As we’ve established in a previous post, a currency-issuing government can’t go bankrupt because it can always issue more of its currency if there isn’t enough to go round. Of course, bad things happen if it issues too much money, or if it doesn’t take excess money out of circulation through taxation or bond sales – if too much money is chasing too few goods and services, prices go up, and people starve or lose their homes; and if there is not enough money, then we cannot pay people salaries. But the important fact is that there is some flexibility, a window of opportunity within which it is possible to work.

Modern Monetary Theory holds that budget deficits themselves don’t matter. What matters is having the right amount of money in circulation, to maintain a high level of employment with low inflation. And the government’s main economic job is to maintain this balance – by stimulus spending when necessary, regardless of the budget deficit.

So what’s the catch?

There is one crucial proviso, though. If the government needs to spend foreign currency – if it awards contracts in foreign currency, or has debts denominated on foreign currency, or if it has chosen to spend someone else’s money instead of issuing its own – then we are straight back to the household budget analogy. A government that doesn’t have a sovereign currency, or has overburdened itself with foreign debts, can’t issue money when it needs it. It has to go and borrow it on the international money markets – and it will have to earn the foreign currency to pay it back. Britain loaded itself up with dollar debt during World War II, and has only just paid that debt off. Guess what was used to pay it off? The proceeds from Scotland’s oil, and from selling off state-owned assets.

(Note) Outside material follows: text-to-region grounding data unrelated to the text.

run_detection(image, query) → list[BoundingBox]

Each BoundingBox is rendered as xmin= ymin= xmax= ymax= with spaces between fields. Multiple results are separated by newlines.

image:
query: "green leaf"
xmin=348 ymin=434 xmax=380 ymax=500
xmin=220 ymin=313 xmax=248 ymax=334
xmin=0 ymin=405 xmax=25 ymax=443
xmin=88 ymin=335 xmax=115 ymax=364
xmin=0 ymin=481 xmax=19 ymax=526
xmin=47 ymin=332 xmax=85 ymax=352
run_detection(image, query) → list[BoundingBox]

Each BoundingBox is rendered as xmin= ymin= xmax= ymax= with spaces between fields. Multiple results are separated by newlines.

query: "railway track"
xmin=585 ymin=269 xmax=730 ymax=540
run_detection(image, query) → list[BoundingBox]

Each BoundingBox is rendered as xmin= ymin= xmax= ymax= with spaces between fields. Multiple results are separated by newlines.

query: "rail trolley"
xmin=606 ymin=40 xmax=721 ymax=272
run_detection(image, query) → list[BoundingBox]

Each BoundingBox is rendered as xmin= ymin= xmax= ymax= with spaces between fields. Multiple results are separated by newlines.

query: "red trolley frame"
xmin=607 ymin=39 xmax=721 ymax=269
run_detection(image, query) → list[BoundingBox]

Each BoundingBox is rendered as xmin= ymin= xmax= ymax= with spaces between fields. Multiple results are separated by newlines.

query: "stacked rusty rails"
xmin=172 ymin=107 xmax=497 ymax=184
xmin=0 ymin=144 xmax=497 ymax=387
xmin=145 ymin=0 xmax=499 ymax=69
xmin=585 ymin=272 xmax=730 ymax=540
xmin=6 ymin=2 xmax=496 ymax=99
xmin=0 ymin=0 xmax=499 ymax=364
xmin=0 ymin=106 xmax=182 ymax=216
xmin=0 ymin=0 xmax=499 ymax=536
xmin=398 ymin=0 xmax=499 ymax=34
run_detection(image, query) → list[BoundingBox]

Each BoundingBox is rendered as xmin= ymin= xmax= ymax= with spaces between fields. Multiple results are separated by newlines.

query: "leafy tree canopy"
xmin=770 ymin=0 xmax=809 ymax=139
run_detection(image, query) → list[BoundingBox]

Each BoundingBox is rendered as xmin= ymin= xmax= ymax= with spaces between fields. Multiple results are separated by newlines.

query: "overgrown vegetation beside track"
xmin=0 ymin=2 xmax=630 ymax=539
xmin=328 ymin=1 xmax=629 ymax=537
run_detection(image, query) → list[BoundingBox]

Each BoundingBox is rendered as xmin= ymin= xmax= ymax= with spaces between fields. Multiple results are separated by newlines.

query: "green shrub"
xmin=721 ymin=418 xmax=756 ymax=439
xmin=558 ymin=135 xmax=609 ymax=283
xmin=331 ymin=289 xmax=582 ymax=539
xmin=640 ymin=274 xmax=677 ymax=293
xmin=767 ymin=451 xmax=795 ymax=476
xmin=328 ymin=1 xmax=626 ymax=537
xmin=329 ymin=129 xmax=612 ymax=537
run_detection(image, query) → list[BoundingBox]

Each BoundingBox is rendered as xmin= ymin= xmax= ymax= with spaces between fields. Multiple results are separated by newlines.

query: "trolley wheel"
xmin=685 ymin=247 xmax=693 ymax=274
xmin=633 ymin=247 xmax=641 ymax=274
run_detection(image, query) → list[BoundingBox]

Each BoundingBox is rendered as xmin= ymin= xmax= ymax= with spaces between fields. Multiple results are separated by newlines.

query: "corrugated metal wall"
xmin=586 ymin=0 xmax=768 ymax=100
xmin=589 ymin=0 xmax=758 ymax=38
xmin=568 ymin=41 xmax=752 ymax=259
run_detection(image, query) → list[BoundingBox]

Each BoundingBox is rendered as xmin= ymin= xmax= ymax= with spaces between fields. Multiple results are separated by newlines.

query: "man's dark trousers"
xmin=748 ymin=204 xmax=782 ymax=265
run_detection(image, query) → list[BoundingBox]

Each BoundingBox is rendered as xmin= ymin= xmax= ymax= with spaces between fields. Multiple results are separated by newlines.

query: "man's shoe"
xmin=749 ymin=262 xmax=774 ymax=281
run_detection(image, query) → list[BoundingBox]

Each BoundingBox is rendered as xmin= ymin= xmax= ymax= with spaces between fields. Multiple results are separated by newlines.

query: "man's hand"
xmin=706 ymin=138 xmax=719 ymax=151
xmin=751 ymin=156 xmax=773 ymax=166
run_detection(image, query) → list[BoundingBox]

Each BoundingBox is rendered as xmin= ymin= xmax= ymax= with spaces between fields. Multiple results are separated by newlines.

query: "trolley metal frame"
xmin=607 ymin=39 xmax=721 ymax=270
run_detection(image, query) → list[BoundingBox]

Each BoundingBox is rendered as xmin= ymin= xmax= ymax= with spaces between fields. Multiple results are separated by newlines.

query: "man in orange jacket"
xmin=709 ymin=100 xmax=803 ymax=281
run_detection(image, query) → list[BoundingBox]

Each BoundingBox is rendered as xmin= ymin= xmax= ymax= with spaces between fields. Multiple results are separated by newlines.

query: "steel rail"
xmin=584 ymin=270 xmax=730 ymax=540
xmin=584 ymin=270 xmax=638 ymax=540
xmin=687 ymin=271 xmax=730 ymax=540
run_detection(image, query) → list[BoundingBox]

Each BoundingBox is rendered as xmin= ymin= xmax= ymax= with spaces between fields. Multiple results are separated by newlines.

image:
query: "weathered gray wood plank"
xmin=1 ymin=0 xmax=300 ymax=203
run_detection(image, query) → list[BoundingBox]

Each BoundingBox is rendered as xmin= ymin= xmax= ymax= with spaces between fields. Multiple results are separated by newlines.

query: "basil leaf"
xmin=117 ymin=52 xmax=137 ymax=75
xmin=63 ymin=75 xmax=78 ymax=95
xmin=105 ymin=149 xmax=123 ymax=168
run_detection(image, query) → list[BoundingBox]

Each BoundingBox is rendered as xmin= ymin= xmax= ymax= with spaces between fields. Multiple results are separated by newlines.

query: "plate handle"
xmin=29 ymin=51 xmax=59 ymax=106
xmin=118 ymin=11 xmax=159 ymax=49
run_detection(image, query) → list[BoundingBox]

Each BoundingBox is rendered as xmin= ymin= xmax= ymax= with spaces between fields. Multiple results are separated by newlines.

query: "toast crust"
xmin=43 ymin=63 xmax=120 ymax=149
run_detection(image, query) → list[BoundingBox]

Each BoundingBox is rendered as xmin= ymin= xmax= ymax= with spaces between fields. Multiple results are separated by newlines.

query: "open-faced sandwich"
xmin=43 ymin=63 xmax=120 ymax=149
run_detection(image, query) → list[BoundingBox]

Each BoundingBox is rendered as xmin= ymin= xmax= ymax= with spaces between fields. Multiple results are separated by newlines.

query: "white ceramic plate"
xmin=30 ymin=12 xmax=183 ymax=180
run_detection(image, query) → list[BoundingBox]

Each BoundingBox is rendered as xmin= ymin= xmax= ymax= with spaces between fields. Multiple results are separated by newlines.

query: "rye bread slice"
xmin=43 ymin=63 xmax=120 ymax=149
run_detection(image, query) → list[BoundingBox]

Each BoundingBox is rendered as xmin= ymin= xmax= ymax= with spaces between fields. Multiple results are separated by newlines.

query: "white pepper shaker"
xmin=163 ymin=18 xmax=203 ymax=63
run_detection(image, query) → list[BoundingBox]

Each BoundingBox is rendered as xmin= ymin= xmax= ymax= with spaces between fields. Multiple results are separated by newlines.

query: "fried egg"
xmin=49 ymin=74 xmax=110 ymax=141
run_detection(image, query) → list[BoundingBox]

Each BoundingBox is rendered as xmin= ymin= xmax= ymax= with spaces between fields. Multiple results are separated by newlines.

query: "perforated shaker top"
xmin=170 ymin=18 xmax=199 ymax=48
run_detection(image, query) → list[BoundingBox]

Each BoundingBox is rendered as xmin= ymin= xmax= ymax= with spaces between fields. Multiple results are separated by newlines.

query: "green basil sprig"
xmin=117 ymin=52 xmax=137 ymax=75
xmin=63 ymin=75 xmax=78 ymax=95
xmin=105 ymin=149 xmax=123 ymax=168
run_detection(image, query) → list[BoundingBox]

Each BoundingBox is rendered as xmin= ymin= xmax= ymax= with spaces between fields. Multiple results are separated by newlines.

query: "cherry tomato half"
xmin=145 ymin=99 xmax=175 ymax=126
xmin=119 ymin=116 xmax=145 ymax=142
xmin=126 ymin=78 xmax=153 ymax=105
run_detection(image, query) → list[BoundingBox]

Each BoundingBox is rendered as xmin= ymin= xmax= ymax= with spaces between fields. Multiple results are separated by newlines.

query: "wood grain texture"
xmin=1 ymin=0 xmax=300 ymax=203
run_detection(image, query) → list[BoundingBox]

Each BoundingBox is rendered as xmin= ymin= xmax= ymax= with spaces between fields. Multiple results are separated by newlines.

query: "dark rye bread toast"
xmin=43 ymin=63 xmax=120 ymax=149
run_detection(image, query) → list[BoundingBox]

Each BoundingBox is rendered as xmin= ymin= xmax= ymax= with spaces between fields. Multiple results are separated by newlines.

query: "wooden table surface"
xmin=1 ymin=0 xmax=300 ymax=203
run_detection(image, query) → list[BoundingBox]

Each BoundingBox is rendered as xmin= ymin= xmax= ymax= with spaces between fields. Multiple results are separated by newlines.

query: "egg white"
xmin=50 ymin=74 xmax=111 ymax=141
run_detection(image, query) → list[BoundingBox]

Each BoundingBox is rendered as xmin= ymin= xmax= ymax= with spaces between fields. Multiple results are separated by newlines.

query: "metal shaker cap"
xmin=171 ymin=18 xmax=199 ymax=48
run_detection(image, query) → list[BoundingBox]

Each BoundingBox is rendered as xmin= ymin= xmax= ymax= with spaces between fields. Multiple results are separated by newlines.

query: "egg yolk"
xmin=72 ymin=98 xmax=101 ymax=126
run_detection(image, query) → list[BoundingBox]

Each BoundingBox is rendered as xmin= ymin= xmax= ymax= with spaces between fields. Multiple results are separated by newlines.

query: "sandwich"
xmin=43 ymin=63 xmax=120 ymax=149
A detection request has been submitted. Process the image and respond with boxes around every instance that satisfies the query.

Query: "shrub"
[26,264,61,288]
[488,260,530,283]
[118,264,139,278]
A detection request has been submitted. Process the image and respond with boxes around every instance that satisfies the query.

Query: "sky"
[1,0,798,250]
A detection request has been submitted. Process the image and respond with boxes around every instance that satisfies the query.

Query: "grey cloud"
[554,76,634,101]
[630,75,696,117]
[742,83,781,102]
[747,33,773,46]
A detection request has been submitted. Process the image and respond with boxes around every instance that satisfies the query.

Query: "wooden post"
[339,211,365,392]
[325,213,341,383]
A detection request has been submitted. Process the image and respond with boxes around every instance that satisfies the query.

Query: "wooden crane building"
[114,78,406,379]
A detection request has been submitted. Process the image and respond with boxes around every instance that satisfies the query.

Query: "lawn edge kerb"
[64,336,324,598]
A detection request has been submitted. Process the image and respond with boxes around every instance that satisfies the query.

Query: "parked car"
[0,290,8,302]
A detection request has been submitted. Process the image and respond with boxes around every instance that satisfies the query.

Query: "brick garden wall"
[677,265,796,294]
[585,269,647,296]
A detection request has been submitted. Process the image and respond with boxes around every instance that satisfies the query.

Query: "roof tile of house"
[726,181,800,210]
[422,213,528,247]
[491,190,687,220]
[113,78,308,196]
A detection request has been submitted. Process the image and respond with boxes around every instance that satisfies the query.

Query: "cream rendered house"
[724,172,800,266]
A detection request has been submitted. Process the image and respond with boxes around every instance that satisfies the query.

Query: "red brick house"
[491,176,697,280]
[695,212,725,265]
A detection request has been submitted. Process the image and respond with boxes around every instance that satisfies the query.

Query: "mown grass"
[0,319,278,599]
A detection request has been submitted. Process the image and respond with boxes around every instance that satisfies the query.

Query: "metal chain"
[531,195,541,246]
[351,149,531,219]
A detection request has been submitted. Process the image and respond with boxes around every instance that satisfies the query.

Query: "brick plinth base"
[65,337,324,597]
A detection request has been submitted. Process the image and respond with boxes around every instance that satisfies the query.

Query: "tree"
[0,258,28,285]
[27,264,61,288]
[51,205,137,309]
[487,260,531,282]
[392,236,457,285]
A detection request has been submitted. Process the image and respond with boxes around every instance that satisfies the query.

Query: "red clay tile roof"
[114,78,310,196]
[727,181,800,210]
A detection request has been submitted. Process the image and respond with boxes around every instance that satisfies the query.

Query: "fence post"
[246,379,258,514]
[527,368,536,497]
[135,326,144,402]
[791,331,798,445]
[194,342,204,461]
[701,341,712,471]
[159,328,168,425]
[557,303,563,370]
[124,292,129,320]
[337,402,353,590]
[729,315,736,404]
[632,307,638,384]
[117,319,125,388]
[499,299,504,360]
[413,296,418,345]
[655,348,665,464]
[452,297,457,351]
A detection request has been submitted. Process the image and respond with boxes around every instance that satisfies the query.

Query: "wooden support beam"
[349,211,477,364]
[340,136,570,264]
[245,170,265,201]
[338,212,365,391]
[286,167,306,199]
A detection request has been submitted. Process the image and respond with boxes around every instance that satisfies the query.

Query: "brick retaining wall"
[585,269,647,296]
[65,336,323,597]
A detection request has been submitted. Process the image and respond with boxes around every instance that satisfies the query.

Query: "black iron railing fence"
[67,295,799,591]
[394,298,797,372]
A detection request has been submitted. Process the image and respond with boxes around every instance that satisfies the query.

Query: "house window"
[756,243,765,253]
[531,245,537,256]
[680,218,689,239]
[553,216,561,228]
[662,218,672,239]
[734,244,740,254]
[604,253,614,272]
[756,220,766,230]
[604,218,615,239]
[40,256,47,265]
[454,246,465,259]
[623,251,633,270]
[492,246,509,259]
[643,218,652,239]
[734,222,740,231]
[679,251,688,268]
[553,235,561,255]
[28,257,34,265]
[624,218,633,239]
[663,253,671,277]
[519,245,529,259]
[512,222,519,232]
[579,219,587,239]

The simple MMT arguments seem to work in a country that:

  1. is more or less self-sufficient in the essentials of its society;
  2. hasn’t accumulated a mass of foreign currency debt (for a federal or devolved Scottish government, that includes Sterling);
  3. can afford to stop spending foreign currency on imports if its own currency loses value.

To be in this happy state, as far as we can make out, a country needs to export as much stuff that’s essential to others as it needs to import stuff that’s essential to its running; and it needs to create all public sector contracts in its own currency, not someone else’s.

If a country can achieve this, then it won’t need to be critically dependent on a favourable and stable exchange rate – the currency will probably tend to be strong anyway, so that’s just not going to be a problem. Britain’s currency has been in remorseless decline against the US Dollar since WW2 because we took on a huge amount of dollar debt during and after WW2, which we have only recently paid off.

And what does this mean for Scotland?

Anyone thinking about a major country-scale investment programme, such as Scotland would need to deliver our vision, needs to think very clear-headedly about the different options of where the money is going to come from, what it will cost to service the money, and what it will cost to pay back if circumstances change, favourably or unfavourably.

As long as the money is being invested in a sustainable future, the proposition should be attractive to people needing long-term guaranteed returns – the bond market, sovereign wealth funds, and pension funds. The trick is to keep control of the assets – not to give away the goose that lays the golden eggs.

Larry Elliot wrote a very good article in the Guardian recently about Nicola Sturgeon’s currency options. Interesting times!